# Where I got my new avatar from



## zadiac (14/5/15)

Thought I'd put this here so folks can see where my avatar came from. The history of this is in the picture. Just open it with windows photo viewer and zoom in. It's really funny 

http://i1084.photobucket.com/albums/j402/zadiac/aVW8WXn_700b.jpg

Reactions: Funny 1


----------



## johan (14/5/15)

zadiac said:


> Thought I'd put this here so folks can see where my avatar came from. The history of this is in the picture. Just open it with windows photo viewer and zoom in.

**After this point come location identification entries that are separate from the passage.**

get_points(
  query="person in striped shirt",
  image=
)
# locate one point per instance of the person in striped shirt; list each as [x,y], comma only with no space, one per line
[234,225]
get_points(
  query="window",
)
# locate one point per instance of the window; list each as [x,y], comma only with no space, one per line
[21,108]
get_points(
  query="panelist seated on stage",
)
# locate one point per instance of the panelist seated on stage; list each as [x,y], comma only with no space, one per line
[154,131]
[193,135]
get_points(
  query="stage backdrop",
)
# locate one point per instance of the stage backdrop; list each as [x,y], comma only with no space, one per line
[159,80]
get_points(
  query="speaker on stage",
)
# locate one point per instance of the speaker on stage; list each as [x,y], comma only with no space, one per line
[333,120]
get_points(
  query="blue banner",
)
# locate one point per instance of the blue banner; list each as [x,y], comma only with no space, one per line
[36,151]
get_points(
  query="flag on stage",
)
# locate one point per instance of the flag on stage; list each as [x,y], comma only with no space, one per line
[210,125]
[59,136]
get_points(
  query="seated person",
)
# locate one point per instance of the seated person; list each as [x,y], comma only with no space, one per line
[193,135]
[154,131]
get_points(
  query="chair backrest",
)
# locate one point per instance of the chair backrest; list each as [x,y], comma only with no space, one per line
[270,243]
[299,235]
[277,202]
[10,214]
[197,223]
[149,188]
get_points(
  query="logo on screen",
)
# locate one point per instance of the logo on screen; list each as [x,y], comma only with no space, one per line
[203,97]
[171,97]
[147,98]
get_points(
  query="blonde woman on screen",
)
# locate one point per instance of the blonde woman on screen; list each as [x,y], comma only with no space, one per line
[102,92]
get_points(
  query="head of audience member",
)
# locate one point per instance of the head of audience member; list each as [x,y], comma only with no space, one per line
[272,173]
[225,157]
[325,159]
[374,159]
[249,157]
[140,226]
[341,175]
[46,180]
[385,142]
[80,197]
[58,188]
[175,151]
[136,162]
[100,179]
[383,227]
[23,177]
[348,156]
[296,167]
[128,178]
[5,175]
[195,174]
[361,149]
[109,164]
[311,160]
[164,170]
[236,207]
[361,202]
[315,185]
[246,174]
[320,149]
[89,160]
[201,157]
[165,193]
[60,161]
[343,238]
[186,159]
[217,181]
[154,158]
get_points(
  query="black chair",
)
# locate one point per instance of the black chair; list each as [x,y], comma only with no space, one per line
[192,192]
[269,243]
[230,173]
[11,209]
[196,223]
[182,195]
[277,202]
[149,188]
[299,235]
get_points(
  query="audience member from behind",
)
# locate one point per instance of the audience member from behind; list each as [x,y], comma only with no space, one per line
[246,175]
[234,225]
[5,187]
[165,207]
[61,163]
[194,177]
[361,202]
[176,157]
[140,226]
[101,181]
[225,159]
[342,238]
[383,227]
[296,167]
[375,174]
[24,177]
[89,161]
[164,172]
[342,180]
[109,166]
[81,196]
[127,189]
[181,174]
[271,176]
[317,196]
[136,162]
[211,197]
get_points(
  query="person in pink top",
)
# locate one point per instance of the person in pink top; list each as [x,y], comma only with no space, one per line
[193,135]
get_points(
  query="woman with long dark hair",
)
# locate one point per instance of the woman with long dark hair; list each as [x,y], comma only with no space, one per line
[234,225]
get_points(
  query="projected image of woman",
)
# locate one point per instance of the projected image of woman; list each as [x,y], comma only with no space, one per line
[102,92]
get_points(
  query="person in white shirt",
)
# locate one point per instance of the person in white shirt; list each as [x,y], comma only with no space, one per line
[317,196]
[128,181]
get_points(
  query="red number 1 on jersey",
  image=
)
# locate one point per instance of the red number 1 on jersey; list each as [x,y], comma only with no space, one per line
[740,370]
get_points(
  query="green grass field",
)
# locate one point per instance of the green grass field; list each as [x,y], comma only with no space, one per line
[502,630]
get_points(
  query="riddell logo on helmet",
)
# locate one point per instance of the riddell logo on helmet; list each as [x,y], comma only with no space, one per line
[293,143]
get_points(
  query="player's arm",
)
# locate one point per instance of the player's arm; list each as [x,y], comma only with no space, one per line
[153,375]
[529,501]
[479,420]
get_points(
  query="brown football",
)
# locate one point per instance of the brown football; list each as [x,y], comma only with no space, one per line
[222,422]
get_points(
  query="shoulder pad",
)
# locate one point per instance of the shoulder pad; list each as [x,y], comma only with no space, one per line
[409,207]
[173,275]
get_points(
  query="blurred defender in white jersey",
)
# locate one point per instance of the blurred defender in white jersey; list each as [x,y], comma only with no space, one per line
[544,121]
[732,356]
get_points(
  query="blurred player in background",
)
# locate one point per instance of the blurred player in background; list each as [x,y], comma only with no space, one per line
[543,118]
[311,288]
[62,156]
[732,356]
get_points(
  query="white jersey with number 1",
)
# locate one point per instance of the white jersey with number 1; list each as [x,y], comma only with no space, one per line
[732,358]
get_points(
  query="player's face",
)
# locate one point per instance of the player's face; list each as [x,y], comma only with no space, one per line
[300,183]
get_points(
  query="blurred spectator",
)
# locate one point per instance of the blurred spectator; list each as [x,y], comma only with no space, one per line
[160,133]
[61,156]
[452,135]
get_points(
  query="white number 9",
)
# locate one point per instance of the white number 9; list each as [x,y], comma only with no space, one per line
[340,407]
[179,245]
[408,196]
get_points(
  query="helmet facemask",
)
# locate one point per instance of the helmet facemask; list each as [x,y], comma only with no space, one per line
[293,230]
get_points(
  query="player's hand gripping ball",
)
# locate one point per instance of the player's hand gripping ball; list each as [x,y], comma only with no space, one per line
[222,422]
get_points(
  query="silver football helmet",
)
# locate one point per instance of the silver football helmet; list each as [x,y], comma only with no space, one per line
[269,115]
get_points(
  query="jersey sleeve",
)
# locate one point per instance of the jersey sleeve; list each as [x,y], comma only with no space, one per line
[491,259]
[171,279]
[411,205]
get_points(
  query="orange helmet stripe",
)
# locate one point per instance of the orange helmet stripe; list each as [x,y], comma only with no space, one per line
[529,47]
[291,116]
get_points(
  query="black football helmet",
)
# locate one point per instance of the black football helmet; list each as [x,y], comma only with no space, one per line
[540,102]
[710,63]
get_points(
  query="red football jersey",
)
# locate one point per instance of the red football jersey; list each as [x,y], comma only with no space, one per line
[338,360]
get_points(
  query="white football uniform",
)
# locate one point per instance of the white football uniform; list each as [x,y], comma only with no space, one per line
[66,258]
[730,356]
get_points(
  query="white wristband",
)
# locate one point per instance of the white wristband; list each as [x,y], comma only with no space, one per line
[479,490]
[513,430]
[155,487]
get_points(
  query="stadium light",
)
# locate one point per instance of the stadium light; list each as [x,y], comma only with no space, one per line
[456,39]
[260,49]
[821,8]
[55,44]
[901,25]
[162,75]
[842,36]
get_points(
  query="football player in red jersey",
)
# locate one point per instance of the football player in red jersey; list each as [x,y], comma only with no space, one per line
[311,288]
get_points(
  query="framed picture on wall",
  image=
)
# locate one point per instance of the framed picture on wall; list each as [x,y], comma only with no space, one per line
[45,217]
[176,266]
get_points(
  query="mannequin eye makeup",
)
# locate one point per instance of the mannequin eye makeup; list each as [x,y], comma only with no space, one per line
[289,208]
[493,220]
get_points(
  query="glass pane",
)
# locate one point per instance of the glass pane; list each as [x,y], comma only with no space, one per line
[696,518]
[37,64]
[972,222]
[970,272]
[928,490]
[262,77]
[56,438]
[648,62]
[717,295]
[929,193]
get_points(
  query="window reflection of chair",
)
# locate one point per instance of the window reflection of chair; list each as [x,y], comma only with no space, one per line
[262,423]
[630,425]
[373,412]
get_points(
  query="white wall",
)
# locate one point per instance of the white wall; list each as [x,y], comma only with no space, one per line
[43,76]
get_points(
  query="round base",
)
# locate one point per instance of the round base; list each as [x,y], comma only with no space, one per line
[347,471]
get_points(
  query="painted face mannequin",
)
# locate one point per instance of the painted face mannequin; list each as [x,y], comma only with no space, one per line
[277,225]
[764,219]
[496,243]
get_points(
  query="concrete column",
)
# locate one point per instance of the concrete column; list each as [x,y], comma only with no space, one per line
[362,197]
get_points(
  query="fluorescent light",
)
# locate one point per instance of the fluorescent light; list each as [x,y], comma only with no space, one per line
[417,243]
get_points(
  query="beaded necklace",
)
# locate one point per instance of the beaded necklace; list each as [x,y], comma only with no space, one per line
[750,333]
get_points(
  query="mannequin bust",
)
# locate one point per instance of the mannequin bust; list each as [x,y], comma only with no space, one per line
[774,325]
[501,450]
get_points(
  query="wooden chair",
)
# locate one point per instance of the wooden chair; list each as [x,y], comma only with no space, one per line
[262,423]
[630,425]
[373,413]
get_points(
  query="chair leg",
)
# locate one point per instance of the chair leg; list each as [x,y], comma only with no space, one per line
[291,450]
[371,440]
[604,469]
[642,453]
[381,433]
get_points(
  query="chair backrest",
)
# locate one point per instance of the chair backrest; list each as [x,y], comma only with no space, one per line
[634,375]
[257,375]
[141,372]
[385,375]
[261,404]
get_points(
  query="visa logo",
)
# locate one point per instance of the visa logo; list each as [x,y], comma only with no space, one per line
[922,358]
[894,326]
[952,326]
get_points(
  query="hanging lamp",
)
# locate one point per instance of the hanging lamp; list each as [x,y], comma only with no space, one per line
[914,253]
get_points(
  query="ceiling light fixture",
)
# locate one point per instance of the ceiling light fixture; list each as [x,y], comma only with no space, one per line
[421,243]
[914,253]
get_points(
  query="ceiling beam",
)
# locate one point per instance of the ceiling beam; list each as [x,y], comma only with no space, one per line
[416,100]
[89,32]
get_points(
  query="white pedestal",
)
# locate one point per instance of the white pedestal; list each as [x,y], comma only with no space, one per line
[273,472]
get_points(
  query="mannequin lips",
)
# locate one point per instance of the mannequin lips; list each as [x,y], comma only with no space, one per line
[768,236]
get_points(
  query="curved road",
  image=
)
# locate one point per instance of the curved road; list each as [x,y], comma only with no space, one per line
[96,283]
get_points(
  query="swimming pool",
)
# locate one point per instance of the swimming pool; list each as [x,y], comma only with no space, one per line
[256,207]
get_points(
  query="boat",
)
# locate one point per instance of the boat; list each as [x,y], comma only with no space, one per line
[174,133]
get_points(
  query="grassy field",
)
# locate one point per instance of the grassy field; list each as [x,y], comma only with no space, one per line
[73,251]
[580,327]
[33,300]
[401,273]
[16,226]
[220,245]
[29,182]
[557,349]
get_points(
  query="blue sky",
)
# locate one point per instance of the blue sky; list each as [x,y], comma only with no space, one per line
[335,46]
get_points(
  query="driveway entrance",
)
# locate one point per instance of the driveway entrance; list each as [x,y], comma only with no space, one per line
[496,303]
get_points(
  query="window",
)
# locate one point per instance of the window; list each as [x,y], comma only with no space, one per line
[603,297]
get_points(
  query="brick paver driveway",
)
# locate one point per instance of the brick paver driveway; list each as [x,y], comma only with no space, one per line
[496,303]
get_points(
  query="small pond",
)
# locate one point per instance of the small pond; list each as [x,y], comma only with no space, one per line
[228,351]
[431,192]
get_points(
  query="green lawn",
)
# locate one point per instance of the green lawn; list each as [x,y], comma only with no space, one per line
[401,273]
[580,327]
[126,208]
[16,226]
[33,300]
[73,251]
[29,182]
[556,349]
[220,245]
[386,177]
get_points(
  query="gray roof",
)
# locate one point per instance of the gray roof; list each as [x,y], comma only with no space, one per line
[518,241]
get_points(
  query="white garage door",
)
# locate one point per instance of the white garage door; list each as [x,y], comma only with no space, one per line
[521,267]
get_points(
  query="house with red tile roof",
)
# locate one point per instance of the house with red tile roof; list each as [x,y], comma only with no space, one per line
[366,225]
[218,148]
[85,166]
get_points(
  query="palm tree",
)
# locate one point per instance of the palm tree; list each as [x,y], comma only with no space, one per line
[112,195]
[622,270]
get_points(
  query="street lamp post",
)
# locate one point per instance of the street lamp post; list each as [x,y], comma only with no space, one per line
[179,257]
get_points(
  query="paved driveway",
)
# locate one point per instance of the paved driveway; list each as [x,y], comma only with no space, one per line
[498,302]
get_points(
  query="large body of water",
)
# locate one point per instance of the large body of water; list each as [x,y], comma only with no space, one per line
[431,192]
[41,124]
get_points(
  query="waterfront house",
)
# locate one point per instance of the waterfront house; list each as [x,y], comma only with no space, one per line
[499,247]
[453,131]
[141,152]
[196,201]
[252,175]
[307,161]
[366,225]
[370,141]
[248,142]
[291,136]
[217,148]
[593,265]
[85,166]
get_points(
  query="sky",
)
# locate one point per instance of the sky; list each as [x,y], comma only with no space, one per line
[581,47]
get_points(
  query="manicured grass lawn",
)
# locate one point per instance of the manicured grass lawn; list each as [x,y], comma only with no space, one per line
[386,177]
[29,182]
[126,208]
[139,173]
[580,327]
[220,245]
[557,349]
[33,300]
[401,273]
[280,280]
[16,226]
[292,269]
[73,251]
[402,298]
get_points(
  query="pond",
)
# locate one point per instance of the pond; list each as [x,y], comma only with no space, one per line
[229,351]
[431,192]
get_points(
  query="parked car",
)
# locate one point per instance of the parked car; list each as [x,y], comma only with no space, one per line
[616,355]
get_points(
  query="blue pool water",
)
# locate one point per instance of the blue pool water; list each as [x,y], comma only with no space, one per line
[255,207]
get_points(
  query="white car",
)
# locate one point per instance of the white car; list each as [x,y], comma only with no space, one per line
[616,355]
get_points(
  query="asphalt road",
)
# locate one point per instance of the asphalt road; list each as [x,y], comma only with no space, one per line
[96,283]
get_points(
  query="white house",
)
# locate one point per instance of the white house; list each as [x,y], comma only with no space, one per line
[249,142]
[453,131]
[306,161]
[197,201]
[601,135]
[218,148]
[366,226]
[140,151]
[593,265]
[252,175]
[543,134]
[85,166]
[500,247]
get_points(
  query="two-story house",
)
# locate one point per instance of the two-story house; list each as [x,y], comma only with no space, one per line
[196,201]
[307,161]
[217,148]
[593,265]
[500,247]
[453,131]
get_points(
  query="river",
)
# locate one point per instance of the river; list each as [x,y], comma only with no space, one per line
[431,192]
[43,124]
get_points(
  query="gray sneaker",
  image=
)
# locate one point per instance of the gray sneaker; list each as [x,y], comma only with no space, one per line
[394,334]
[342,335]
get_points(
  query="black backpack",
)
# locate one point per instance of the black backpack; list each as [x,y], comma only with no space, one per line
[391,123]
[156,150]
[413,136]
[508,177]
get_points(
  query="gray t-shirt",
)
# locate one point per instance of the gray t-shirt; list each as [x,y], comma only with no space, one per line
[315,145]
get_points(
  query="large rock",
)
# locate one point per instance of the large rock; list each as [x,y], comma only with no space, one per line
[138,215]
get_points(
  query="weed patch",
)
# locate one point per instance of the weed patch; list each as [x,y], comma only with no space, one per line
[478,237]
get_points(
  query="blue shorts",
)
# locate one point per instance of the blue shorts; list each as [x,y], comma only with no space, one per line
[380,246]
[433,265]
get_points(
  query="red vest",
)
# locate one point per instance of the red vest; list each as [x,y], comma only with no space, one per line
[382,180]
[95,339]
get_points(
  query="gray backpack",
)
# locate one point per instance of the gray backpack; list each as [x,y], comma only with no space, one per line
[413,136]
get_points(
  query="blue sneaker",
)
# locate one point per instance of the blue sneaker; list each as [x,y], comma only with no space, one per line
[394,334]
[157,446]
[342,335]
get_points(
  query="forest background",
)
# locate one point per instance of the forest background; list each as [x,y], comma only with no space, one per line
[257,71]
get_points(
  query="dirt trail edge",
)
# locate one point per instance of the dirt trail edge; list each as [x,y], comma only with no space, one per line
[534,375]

It's really funny
> 
> http://i1084.photobucket.com/albums/j402/zadiac/aVW8WXn_700b.jpg



I assume you lost your teeth, but I won't ask how .

Reactions: Funny 1


----------



## Andre (14/5/15)

Ugh, that is ugly! Good thing we have dentists


----------



## Silver (14/5/15)

I like your avatar @zadiac !


----------



## zadiac (14/5/15)

johan said:


> I assume you lost your teeth, but I won't ask how .



Nope, not all of them. Still have one or two left. Wait, I should have a recent selfie here somewhere......here you go...

http://i1084.photobucket.com/albums/j402/zadiac/toothless-hobo.jpeg

Reactions: Funny 2


----------



## johan (14/5/15)

Geez @zadiac not too bad looking  (luckily I know how your face with teeth ).


----------



## zadiac (14/5/15)

Hehehehe


----------